Dubai: Societe Generale, one of the largest European financial services groups, is making a solid turnaround in commercial and financial performance after going through very challenging operating conditions for the last few years said Frederic Oudea, CEO of Societe Generale.

“We continue to operate in a very challenging environment with very low interest rates and even negative rates. We have shown in the first nine months that our business model is a good one. Overall resilient French retail franchise has supported us,” said Oudea.

It is the retail business that has suffered great deal from the negative rates in the Eurozone. But thanks to strict monitoring of operating costs and cost of risk, the margins and overall quality of portfolio have improved this year, helping the bank to maintain good profitability.

“Overall, for the first nine months, we have a strong increase of our net profits, Our profitability is good. Converging towards 10 per cent return on equity, we are doing much better than our peers,” said Oudea.

While the bank is rationalising and restructuring its traditional branch network model in France with a 20 per cent redundancy by 2020, it is also investing in new digital channels.

“We are implementing new projects with digital technologies. I think it reflects the capacity of the group to innovate, which is particularly important for the French retail. In the first nine months of the year our revenues have been impacted by the negative rates, but the profitability, thanks to our capacity to adapt, is resilient,” he said.

The international Retail Banking and Financial Services focused mostly in Central and Eastern Europe, Russia and Africa posted a strong performance during the year. Revenues are growing in these markets because these are in countries that generally have better economic activities, GDP growth, with overall a different situation on the rates.

The biggest relief for the bank has come from its operations in Russia which reported a profit in the third quarter of this year. “For the last few years Russia was the biggest challenge we faced. But today it is back on a convincing profitable trajectory. We have seen a significant fall in costs and improvement in credit quality. I am confident that Russia will contribute to the net profit of the group. ” he said.

Oudea sees steady improvement in European macroeconomic conditions while more uncertainty coming from evolving political scenario and forthcoming elections in countries such as France, Germany and the Netherlands.

“Elections bring a certain amount of uncertainty. But each situation is different. In Austria the elections went to support the candidate who was more pro-Europe. I think that in France and Germany the political culture supportive of Europe remains resiliently good. I remain overall confident favourable outcomes in these elections,” he said.

While Brexit has cast a long shadow on the integrity of EU, Oudea said the overall impact on EU will be limited. “The Brexit has created a surprise, but I would say at this stage the impact is relatively limited.
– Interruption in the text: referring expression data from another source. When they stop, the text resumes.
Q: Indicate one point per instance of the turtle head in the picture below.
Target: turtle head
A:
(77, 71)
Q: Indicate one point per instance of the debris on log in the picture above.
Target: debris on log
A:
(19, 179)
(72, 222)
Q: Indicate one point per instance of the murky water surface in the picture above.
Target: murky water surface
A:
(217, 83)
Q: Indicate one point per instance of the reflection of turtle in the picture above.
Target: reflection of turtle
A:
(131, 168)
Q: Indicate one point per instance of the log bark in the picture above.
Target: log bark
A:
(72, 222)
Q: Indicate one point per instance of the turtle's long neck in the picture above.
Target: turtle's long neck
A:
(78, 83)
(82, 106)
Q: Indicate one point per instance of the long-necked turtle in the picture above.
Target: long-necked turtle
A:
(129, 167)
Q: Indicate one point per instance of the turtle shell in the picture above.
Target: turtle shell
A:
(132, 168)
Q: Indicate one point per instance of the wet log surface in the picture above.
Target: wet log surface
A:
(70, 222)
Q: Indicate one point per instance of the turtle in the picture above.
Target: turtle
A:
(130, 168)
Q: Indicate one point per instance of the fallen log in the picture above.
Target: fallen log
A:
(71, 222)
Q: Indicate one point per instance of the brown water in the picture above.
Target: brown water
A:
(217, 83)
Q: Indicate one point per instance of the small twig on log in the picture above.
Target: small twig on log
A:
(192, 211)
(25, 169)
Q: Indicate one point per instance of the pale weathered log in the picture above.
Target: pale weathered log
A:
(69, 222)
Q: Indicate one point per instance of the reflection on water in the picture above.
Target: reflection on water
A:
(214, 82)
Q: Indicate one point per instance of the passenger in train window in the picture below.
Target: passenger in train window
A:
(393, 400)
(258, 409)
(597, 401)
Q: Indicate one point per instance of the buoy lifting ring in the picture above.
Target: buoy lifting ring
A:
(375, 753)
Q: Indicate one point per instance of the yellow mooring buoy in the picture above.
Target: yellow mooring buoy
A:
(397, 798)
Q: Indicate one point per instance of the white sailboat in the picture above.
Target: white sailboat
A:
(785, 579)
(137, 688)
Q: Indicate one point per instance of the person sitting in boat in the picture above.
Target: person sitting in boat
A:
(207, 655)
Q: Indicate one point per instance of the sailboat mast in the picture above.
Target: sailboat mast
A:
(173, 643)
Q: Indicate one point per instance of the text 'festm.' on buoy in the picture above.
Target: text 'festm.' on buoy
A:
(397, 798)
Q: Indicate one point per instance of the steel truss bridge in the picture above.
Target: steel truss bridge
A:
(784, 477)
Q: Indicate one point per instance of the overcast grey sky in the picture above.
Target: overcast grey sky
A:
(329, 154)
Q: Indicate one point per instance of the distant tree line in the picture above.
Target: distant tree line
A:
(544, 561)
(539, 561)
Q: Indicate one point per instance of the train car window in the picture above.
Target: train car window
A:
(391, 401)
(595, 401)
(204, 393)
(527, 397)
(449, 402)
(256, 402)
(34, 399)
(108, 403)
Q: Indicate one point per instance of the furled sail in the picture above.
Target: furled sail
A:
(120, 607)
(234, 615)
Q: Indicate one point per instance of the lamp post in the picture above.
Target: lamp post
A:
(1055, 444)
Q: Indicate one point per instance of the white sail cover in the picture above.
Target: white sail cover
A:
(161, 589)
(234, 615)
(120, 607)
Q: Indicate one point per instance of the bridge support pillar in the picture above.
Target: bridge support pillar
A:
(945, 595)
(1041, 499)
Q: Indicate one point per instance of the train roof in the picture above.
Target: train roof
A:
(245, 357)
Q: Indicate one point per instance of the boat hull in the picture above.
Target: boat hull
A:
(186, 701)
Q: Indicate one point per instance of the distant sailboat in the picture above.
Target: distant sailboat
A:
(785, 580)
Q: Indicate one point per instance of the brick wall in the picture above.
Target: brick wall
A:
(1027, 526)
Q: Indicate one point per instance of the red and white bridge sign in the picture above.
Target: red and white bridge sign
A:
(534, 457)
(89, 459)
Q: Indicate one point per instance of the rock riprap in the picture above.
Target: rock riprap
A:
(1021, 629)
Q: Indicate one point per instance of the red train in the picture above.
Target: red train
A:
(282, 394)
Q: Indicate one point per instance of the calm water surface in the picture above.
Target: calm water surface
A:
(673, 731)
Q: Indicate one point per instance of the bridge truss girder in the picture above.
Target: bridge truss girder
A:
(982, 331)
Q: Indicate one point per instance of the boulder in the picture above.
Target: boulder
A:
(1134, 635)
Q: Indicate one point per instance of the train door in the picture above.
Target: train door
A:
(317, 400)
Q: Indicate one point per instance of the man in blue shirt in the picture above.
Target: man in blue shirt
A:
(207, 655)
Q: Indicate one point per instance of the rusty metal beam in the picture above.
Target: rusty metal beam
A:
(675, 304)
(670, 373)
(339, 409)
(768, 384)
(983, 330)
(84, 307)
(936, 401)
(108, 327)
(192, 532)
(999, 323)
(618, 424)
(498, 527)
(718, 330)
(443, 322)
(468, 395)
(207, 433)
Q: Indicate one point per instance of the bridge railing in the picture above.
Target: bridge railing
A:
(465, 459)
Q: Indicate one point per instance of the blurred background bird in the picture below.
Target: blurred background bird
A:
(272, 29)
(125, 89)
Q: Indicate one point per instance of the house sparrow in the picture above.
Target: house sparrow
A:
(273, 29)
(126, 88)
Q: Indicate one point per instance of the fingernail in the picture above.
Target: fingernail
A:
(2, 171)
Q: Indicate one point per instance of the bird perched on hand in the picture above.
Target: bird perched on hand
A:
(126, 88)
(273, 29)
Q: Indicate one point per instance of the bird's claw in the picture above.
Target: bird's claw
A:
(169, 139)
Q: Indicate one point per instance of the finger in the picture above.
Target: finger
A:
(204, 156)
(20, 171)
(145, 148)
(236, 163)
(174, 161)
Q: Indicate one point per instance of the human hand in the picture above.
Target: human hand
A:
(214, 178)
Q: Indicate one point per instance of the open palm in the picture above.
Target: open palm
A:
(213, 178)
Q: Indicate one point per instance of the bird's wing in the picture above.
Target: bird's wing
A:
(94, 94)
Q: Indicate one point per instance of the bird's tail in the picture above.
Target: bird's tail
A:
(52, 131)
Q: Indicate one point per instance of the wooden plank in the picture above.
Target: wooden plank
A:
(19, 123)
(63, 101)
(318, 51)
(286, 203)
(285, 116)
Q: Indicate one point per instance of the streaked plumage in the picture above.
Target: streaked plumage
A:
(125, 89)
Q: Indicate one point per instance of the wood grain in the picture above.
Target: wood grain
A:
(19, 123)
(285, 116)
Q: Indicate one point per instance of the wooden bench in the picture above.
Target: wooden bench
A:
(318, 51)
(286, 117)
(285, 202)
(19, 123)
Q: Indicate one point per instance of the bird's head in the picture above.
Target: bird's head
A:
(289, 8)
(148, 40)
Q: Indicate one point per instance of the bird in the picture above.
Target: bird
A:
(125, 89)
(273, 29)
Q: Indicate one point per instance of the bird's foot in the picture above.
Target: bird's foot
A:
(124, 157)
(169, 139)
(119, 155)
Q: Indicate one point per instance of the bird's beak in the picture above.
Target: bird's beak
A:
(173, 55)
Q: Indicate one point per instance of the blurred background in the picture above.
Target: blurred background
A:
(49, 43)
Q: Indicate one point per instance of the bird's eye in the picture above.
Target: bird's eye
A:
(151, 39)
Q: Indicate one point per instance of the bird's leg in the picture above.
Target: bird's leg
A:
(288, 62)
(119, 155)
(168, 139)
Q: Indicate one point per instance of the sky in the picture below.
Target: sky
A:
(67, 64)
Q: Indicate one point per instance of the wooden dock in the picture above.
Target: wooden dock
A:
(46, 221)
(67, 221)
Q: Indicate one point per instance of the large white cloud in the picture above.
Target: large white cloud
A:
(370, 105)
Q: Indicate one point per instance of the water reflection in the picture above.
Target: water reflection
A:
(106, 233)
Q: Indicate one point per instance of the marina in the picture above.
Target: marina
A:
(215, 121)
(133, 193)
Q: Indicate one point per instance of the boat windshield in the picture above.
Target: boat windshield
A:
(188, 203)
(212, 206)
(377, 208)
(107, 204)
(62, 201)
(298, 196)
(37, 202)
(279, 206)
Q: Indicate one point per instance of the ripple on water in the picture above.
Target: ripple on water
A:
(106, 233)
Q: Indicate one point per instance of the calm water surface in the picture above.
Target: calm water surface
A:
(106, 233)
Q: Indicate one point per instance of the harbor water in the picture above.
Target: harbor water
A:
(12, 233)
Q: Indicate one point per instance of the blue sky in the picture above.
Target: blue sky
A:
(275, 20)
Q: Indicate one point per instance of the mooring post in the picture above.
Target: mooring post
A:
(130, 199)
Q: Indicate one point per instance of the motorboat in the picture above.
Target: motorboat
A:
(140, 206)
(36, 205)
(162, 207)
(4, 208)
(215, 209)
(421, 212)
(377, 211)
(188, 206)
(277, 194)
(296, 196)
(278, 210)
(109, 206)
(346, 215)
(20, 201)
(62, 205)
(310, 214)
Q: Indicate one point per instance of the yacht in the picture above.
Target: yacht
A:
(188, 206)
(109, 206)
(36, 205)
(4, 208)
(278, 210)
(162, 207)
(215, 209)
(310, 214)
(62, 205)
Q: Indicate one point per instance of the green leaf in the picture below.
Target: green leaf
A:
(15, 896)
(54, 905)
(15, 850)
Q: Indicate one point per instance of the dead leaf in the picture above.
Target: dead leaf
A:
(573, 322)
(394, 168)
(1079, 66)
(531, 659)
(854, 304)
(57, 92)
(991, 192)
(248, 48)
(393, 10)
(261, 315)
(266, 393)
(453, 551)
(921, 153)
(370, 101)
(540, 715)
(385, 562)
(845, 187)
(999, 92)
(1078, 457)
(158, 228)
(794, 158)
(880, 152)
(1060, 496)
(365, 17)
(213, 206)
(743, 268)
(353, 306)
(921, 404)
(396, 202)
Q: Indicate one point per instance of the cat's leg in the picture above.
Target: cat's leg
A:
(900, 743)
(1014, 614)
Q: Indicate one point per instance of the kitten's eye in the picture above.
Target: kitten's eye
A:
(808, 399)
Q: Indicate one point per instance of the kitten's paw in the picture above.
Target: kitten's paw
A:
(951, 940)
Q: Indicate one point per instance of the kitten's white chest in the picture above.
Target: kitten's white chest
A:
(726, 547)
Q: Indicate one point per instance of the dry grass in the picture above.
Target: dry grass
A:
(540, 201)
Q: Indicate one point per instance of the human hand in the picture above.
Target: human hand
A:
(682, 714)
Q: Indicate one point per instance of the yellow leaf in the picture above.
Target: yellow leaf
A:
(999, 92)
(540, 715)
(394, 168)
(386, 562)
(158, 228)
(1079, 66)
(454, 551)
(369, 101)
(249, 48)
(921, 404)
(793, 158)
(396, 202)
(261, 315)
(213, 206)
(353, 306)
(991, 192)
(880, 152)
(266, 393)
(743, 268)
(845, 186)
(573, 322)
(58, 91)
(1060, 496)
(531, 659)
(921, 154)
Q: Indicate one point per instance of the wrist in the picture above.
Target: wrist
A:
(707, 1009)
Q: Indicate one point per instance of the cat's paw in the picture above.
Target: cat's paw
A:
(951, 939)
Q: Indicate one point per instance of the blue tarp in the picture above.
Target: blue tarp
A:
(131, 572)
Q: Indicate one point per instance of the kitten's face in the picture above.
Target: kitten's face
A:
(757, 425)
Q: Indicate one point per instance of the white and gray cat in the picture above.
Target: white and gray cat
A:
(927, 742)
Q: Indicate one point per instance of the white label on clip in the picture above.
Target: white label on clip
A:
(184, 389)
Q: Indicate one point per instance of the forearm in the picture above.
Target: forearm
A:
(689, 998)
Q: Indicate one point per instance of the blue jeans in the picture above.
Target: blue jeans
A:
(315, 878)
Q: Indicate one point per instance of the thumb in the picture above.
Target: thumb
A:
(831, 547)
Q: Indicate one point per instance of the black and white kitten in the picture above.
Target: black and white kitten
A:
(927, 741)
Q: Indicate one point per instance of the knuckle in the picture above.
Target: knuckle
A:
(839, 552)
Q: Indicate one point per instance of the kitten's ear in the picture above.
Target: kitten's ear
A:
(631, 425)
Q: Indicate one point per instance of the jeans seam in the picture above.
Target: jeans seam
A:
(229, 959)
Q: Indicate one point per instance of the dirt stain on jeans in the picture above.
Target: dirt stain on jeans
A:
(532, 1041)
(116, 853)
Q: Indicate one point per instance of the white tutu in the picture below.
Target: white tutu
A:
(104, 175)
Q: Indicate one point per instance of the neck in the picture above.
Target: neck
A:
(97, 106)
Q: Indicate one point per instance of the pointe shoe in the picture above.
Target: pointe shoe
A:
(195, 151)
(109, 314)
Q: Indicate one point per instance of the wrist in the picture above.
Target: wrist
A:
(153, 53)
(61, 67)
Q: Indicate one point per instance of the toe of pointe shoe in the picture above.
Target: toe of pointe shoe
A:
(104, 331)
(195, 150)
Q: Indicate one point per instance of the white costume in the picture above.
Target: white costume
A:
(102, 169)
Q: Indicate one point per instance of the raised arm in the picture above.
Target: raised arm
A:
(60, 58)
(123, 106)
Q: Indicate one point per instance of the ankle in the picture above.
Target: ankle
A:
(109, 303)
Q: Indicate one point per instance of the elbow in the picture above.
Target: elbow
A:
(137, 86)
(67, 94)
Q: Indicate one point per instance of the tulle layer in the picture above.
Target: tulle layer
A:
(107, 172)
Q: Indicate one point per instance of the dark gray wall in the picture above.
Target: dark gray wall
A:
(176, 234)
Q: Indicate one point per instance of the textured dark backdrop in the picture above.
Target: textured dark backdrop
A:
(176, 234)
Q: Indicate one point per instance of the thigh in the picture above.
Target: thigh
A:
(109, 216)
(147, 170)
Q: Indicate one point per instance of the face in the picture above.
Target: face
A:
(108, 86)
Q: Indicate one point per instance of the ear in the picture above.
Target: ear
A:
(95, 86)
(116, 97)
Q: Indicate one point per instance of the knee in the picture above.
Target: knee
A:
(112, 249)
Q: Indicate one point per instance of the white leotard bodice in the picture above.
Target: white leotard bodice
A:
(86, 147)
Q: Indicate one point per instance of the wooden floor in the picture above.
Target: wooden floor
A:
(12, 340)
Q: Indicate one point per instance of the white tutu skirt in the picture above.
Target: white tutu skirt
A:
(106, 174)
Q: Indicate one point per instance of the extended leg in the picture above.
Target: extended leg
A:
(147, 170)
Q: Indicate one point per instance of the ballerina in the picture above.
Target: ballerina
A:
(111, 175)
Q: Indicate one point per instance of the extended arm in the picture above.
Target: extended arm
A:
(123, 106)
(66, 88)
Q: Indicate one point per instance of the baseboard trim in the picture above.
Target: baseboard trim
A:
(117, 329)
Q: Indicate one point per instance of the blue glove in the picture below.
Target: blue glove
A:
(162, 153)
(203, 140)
We expect more impact in the UK next year and we think we will have growth next year in Eurozone more or like this year”, he said.

While the overall ECB monetary policy is expected to be accommodative through 2017, in the context of gradual policy tightening in the US, ECB is also expected to taper in a phased manner.

“I don’t think they will stop [monetary easing] at the end of March 2017, but it is true that what is happening in the US gives more room for manoeuverer for ECB to consider modifying the monetary policy,” he said.

While fiscal boost is seen to partially offset monetary tightening in the US, Oudea said in the European context fiscal space is very limited for most countries because of the elevated debt levels.

“More than the government spending, what Europe needs is a pro-European project environment and structural reforms to encourage investments in business growthbusiness is important to improve, growth and. In a nutshell there should be efforts to reduce political uncertainty and increase business confidence,” said Oudea.